True Knowledge has a good demo video explaining their technology. The most interesting part of which is hearing a British voice pronounce the word “beta.” It comes out sounding like beet-ah. Is that how it’s actually pronounced over there, or is that just a quirk of the guy talking? Team Wordie, UK division, please report.

Paginated Word Lists

Finally, word lists have been broken into pages, to make it easier to go through long lists (and to prevent long lists from crashing browsers–Wordie now passes the stpeter test).

I cranked this out, so it’s pretty basic, and probably buggy. Right now each page is 100 words long; eventually I’ll make that configurable, and otherwise fancy it up. Let me know if you see any problems.

The Swearing Festival

This coming Saturday, November 10, is the second annual Swearing Festival, which is exactly what it sounds like: an exploration and celebration of expletives.

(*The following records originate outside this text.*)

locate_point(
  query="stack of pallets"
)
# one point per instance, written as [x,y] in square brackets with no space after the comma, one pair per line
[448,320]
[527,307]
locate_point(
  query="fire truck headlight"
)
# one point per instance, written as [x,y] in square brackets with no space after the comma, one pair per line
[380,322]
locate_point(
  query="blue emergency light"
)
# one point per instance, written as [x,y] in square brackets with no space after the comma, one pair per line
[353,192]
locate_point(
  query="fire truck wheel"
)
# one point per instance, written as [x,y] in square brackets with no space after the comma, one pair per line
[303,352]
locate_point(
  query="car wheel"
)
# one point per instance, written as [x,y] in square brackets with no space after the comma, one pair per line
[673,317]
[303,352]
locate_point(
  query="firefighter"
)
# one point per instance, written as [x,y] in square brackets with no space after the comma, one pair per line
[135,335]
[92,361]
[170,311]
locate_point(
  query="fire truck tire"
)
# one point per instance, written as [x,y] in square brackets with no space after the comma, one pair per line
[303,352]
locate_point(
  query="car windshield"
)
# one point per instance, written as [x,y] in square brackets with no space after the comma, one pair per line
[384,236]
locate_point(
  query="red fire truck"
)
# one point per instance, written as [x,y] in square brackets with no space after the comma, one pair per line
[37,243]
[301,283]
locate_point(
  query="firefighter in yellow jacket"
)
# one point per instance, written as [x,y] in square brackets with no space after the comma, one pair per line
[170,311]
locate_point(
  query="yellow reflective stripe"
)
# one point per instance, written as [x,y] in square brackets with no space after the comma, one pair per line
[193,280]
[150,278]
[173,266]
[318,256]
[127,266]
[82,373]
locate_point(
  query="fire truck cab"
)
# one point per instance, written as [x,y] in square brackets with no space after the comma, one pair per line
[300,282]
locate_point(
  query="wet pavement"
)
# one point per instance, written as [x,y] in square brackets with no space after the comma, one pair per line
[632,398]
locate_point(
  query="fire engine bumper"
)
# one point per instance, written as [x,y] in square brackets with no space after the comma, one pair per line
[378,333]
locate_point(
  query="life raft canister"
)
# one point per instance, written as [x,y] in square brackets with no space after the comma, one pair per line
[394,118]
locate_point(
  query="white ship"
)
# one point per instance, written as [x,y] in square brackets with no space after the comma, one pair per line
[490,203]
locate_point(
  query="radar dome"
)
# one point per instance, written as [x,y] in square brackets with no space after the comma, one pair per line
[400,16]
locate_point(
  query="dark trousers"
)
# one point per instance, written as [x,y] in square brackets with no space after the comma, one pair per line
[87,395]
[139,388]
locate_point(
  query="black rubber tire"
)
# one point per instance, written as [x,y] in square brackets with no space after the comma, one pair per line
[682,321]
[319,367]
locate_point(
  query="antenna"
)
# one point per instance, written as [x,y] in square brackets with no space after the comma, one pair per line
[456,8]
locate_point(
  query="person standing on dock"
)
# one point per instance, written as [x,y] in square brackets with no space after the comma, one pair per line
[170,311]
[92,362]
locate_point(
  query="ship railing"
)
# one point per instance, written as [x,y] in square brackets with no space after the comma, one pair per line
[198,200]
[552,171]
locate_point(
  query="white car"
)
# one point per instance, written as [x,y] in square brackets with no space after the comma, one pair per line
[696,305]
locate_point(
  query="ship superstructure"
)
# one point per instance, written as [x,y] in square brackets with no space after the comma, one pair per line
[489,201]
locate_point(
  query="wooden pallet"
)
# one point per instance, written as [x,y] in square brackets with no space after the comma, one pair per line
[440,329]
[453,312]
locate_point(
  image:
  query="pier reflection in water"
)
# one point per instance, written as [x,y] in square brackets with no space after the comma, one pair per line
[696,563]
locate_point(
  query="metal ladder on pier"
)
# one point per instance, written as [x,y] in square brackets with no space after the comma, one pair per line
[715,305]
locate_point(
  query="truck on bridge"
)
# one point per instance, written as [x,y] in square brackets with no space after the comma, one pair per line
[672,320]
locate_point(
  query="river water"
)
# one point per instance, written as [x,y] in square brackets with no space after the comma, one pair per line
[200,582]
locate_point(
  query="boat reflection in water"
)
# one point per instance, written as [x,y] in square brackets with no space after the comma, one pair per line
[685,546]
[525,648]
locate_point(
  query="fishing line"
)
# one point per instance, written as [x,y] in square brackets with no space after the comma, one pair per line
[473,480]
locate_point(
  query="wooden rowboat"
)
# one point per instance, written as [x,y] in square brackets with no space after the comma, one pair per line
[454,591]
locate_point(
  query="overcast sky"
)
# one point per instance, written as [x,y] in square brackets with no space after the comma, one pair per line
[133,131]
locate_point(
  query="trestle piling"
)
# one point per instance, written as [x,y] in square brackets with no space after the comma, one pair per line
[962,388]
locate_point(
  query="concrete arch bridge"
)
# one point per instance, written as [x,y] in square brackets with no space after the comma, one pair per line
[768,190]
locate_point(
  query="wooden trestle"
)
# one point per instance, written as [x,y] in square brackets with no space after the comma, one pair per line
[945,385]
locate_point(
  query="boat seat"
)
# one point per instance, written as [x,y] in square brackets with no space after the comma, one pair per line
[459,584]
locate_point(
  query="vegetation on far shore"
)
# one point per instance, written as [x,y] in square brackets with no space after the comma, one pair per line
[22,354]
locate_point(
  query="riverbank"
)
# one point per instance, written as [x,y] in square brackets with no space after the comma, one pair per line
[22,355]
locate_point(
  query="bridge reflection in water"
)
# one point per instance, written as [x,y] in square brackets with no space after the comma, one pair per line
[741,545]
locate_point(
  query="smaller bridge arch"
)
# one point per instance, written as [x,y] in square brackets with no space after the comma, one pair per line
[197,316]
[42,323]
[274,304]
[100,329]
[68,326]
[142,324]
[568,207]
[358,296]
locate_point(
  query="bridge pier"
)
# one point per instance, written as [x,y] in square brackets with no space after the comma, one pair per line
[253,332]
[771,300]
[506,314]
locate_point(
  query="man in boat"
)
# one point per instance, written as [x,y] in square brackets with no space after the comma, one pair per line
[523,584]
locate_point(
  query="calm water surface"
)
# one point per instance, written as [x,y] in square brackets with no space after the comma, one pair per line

The afternoon program is relatively staid, with a panel of linguists, authors, and publishers talking about cursing. The evening program is pretty much just cursing: competitive cursing, cursing to music, cursing in different languages.

If you’re in the Bay Area (the one near San Francisco, not the Bay of Fundy or Bengal), you might want to check it out.

The Cupertino Effect

Ben Zimmer* has an interesting and amusing post in today’s OUPblog about the Cupertino Effect: the tendency of spellcheckers, due to outdated dictionaries, bad algorithms, or a combintion thereof, to insert or suggest nonsensical words.

The recent addition of WordNet definitions to Wordie (which I’ll blog at greater length on Monday) was resulting in a version of this before I tweaked the algorithm. As someone famous once said (Barbie, I think), natural language processing is hard.

* update: I incorrectly called Ben “Bill Zimmer” when this was first posted. Not sure where that came from, sorry Ben!

Wordie hearts vajayjay

Stephanie Rosenbloom of the The New York Times has an excellent piece about the word “vajayjay,” a euphemism for vagina coined on “Grey’s Anatomy” and popularized by Oprah Winfrey.

There was some gnashing of teeth on Wordie when vajayjay was first listed a few months ago, but the word fills a linguistic void, according to Rosenbloom: There are a slew of lighthearted euphemisms for male genitalia (enough to constitute a Monty Python song), but fewer for the female equivalent, and fewer still that aren’t vulgar or sexist.

Rosenbloom takes a silly word as an occasion to talk to some serious linguists and writers on some interesting topics. Well worth the read.

Give That Woman a Crappaccino!*

My pal Theo pointed me to this WSJ Law Blog piece on Sharon Nichols, founder of the “I Judge You When You Use Poor Grammar” Facebook group. The group’s stated mission is to document bad grammar, and to date almost 5,000 photos have been uploaded for that purpose. One example: a rather large tattoo claiming “You Bleed Just To Know Your Alive.”

Nichols, a student at Alabama Law, was also covered last week in The New York Times Fashion & Style section, which I found a bit odd–does good grammar ever go out of style?

* See crappuccino. And don’t forget your unlimited edition crappuccino mugs.